While looking at how this code is (and can be) tested, I made a discovery that I hope to bring to many other projects in the future.
Taking a step back, there are a few broad questions to think about in terms of testing and logging:
- Ignoring logging, does the code do everything it is supposed to?
- Are the correct things logged when they should be?
- Does the code do everything it should when there are no loggers registered?
- Does the code do everything it should when there are one or more loggers registered?
- Are we sure that any exceptions in the code are not logged and ignored?
- How does logging code affect the code coverage of tests?
I started thinking about this only when having to deal with a "weird" bug that meant functionality appeared to be working, but the lack of a logger meant a code path failed silently as it was configured to quietly log the exception and then do nothing. :(
My solution: add a wrapper around all tests so that they're run multiple times, with different test-specific loggers attached.
- One test execution had no loggers attached. (To find code that was unexpectedly dependent upon always having at least one logger.)
- One test execution with a logger that listened at all levels but did nothing. (To verify that the presence of a logger had no impact on correct functionality and to ensure that all logging code paths were followed.)
- One test execution with a logger that would cause the test to fail if an error or exception was logged. (Because we shouldn't log errors as part of normal execution.)
This was all on code that ran hundreds of tests in a couple of seconds.
The impact of running multiple times was negligible.
The fact the total number of tests went up considerably was nice. (It also helped people reluctant to write tests feel good as every test they did write was now counted as three, so they felt more productive.)
This gave us more realistic code coverage reports, as the logging paths were now included in the coverage. (Previously, logging code wasn't--mostly--covered, making it harder to identify areas with particularly low coverage.)
Tests for logic, specifically about the loggers or reliant on specific logging behaviour, were put in classes that were excluded from the above.
Adding those different test scenarios found more issues than the one that led me to the original investigation.
I'll definitely do this again.
It's also good to have all these different test and logging combinations configured early in development.

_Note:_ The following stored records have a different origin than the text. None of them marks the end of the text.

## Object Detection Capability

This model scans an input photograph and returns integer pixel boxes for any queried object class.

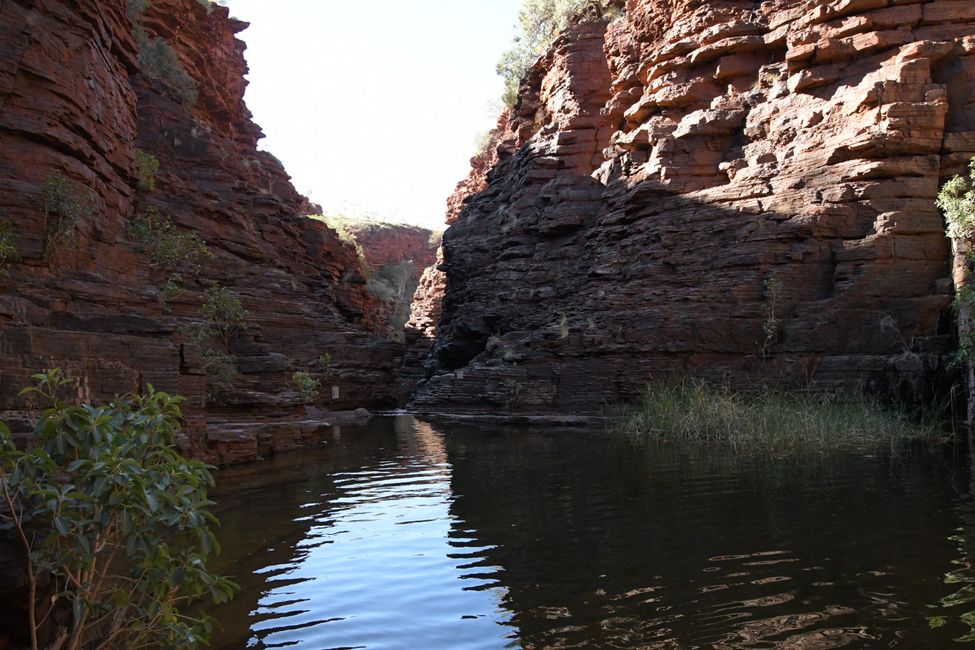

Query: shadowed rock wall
[414,0,975,413]
[0,0,401,462]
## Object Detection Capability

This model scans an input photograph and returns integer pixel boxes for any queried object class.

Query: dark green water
[202,417,975,650]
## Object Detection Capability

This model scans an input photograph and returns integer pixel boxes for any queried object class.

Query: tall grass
[612,379,943,453]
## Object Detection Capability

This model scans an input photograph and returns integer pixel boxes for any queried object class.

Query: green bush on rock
[291,371,322,404]
[497,0,619,108]
[0,370,237,650]
[44,174,95,259]
[614,378,941,453]
[0,218,20,276]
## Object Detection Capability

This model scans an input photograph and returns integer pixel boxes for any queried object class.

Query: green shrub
[0,218,20,276]
[613,379,941,453]
[129,208,213,275]
[309,214,372,278]
[759,277,782,359]
[44,174,95,259]
[474,130,496,158]
[125,0,150,23]
[497,0,616,108]
[0,370,237,649]
[193,285,247,396]
[936,158,975,364]
[291,370,322,404]
[136,28,199,106]
[135,149,159,187]
[203,285,247,347]
[936,158,975,243]
[201,347,240,388]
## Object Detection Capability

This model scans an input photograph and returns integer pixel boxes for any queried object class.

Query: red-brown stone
[0,0,402,463]
[414,0,975,413]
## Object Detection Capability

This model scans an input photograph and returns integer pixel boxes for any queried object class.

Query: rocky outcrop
[415,0,975,413]
[0,0,402,463]
[334,218,440,344]
[348,220,439,277]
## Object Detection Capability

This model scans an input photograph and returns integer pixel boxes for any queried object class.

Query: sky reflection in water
[211,418,975,650]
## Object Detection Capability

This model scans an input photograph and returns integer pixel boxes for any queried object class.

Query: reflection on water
[211,417,975,650]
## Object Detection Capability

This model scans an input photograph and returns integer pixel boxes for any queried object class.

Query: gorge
[0,0,975,648]
[0,0,975,450]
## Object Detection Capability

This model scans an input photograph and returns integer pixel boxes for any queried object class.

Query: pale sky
[226,0,522,229]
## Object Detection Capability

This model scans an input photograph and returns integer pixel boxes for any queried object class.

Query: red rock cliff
[415,0,975,412]
[0,0,400,462]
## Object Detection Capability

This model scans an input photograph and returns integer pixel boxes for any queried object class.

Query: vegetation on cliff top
[937,158,975,372]
[614,378,941,453]
[310,215,443,339]
[0,370,237,650]
[497,0,620,108]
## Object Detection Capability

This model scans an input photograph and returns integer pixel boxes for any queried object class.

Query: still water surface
[210,417,975,650]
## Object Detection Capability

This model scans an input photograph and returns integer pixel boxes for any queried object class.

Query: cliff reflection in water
[206,418,971,649]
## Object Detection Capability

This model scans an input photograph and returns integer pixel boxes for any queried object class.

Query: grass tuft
[612,379,943,453]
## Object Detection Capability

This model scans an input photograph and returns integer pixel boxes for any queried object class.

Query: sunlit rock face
[0,0,401,462]
[415,0,975,413]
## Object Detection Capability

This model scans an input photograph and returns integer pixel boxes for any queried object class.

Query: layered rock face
[415,0,975,413]
[349,221,439,277]
[0,0,401,463]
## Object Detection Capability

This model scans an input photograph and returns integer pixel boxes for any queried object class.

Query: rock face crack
[414,0,975,413]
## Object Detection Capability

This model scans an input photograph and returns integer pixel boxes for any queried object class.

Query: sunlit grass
[611,379,944,452]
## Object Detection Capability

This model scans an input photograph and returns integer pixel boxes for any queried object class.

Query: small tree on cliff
[0,370,237,650]
[937,158,975,424]
[497,0,621,107]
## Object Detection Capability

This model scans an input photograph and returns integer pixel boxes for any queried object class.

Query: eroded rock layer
[0,0,401,462]
[415,0,975,413]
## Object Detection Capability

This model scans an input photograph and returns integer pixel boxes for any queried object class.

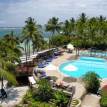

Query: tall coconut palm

Hopefully, by the time you think development is finished, there shouldn't be any exceptions being thrown. It is hard to verify that nothing bad happens when an exception is thrown (and logged). You don't want the handling (logging) of an exception to cause another exception and end up in an infinite loop. These things can be hard to check for, but I've found that having all the different logging combinations available (without me really having to think about them) has made it possible to catch some logging issues I might otherwise have missed.